It is always tempting to dive straight into prototyping and algorithm development activities. But taking some time at the outset to better understand data always leads to more nuanced insights and relevant results because teams are able to identify issues and nuances early on.
The best way to know if data contain useful and relevant information for solving a problem using machine learning is to visualize and study the data. If possible, it is better to work with SMEs who are familiar with the problem statement and the business nature while visualizing and understanding the relevant data sets.
In a customer attrition problem, for example, a business SME may be intimately familiar with aggregate data distributions such as higher attrition caused by pricing changes and lower attrition for customers who use a particularly sticky product. Such insights, observed in the data, will increase confidence in the overall data set or, more importantly, will help data scientists focus on data issues to address early in the project.
We typically recommend various visualizations of data in order to best understand issues and develop an intuition about the data set. Visualizations may include aggregate distributions, charting of data trends over time, graphic subsets of the data, and visualizing summary statistics, including gaps, missing data, and mean/median values.

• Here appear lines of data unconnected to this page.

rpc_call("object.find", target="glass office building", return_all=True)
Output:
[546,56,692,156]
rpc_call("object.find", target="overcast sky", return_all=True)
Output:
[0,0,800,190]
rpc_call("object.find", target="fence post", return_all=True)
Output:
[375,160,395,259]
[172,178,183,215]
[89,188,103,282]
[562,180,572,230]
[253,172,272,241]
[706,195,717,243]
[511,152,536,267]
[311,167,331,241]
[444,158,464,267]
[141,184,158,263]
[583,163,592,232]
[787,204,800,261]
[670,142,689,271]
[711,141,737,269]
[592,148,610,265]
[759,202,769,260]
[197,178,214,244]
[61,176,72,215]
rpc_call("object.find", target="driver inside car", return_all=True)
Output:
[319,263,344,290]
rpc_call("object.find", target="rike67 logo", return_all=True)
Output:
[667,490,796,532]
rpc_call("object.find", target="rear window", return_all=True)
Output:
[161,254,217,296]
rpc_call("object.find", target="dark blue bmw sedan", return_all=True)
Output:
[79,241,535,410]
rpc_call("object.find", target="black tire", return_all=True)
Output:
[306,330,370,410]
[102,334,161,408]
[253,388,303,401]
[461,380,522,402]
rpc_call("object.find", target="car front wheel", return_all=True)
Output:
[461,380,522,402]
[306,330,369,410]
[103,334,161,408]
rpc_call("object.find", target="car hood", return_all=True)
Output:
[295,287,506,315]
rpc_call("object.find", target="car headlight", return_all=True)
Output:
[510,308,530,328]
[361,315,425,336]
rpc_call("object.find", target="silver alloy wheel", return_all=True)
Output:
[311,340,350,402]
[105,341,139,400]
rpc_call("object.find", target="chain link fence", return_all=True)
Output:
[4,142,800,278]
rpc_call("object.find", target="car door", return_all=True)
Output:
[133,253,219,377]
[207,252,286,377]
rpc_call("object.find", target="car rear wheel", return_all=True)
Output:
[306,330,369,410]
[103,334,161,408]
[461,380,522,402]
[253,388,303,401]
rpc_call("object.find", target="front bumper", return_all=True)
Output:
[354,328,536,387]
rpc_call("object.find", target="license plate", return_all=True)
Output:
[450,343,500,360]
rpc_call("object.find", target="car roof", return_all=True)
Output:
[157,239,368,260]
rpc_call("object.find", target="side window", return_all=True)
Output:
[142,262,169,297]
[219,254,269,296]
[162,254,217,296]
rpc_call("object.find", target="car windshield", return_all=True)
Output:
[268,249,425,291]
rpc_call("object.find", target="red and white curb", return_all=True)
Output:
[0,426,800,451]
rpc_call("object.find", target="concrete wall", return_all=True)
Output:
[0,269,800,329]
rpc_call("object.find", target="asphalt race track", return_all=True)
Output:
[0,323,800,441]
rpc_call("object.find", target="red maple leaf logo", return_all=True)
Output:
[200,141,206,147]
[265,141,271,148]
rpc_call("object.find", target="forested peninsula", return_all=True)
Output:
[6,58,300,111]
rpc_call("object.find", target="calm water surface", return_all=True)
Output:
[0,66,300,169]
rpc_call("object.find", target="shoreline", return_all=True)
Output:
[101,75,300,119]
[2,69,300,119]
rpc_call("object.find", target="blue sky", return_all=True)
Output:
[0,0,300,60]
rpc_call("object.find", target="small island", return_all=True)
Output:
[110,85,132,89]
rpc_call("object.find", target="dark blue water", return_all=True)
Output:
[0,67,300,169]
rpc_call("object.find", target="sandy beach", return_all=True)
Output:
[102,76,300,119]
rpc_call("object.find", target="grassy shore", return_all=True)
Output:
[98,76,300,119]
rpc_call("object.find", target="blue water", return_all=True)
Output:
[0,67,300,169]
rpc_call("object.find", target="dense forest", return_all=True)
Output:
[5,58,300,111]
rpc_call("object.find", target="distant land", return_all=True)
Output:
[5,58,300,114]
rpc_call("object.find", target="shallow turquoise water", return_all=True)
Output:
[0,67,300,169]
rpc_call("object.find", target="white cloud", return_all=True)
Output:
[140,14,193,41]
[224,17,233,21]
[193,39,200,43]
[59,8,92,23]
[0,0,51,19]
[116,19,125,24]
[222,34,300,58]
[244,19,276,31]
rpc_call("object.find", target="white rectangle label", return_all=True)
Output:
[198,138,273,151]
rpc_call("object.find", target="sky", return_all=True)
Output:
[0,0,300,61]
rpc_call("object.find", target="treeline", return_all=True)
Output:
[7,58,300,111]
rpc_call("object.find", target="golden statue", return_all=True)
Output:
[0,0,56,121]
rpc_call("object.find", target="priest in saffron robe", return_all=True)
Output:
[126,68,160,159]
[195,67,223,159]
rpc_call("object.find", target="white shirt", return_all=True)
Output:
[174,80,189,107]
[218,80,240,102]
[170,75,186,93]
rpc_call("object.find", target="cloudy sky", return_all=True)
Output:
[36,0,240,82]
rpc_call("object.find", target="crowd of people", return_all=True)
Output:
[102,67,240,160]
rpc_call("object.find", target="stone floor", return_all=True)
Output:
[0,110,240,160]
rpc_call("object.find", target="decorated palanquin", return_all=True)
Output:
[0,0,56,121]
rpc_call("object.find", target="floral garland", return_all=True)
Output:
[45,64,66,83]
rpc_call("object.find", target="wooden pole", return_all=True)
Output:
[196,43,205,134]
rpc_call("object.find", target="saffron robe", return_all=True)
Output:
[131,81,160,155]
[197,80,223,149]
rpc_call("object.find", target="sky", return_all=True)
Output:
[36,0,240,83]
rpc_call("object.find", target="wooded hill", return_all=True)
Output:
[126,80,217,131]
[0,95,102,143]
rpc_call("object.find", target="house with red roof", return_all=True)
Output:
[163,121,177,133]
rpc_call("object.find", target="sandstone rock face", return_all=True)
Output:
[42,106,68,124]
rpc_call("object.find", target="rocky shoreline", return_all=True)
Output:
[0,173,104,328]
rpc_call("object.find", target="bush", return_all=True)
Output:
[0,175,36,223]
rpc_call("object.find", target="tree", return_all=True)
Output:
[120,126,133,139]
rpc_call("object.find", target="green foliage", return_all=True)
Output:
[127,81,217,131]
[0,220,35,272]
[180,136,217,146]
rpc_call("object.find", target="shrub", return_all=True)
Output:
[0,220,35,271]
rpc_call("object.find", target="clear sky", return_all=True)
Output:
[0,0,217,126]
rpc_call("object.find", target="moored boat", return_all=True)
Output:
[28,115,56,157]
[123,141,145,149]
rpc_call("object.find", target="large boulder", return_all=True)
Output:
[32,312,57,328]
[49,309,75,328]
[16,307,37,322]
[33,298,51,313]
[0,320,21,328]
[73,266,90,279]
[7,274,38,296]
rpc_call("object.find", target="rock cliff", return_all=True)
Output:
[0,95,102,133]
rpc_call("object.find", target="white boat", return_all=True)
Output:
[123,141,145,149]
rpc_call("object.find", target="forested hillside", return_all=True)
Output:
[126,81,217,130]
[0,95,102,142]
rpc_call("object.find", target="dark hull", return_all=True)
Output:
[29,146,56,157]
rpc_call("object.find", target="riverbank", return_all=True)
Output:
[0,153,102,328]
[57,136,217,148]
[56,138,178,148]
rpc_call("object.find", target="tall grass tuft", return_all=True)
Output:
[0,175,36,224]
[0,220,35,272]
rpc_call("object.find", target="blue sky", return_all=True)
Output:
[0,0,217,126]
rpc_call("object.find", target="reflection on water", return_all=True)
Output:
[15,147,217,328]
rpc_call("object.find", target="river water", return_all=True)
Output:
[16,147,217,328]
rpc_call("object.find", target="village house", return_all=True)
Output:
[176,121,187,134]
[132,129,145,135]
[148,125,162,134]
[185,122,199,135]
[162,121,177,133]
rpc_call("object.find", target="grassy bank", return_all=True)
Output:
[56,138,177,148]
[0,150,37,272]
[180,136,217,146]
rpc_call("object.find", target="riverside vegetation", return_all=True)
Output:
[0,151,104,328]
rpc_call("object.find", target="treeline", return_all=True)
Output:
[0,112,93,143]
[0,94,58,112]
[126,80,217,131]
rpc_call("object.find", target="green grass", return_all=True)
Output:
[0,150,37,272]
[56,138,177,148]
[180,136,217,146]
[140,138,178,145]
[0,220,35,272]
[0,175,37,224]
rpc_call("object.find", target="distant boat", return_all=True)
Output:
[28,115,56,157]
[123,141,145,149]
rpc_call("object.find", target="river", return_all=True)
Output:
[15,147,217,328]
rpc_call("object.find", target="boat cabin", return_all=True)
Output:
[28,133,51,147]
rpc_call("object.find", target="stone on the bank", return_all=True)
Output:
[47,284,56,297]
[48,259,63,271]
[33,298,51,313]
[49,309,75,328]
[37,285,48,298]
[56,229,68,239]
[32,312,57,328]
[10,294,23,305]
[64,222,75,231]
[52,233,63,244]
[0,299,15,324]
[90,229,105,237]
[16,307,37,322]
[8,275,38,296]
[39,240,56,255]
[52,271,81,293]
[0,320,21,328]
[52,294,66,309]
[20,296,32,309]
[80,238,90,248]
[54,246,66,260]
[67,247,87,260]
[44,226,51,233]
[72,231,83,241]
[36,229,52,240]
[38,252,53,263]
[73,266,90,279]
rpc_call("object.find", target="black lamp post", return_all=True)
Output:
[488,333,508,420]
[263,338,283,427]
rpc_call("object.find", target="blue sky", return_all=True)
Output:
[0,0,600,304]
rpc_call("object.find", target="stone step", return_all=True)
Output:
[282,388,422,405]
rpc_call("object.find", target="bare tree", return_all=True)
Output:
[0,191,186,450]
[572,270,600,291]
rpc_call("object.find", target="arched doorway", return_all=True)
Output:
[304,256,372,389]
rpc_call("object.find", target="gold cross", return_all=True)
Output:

For problem statements that support supervised modeling approaches, it is beneficial to view data with clear labels for the multiple classes defined, for example customers who have left versus existing customers.
For example, when examining data distributions across multiple classes, it is helpful to confirm that the classes display differences. If data differences, however minor, are not apparent during inspection and manual analysis, it is unlikely that AI/ML systems will be successful at discovering them effectively. The following figure shows an example of plotting data distributions across positive (in blue) and negative (in orange) classes across different features in order to ascertain whether there are differences across the two classes.
In customer attrition problems, those customers who have left may represent a disproportionate number of inbound requests to call centers. Such an insight during data visualization may lead data scientists to explore customer engagement features more deeply in their experiments.
Figure 29: Understanding the impact of individual features on outcomes or class distributions can offer significant insight into the learning problem
We also recommend that teams physically print out data sets on paper to visualize and mark up observations and hypotheses. It is often incredibly challenging to understand and absorb data trends on screens. Physical copies are more amenable to deep analysis and collaboration, especially if they are prominently displayed for team members to interact with them, for instance on the walls of a team’s room. Using wall space and printed paper is more effective than even a very large projector. The following figure shows a picture of one of our conference room walls that is covered in data visualizations.
Figure 30: Conference room walls covered in data visualizations to facilitate understanding and collaboration during model development
In the following figure from an AI-based predictive maintenance example, aligning individual time series signals makes it possible to rapidly scan them for changes that occur before failures.
Figure 31: Example of a time series data visualization exercise as part of an AI-based predictive maintenance prototype.
By visualizing these data, scientists were able to identify small patterns that can later be learned by algorithms.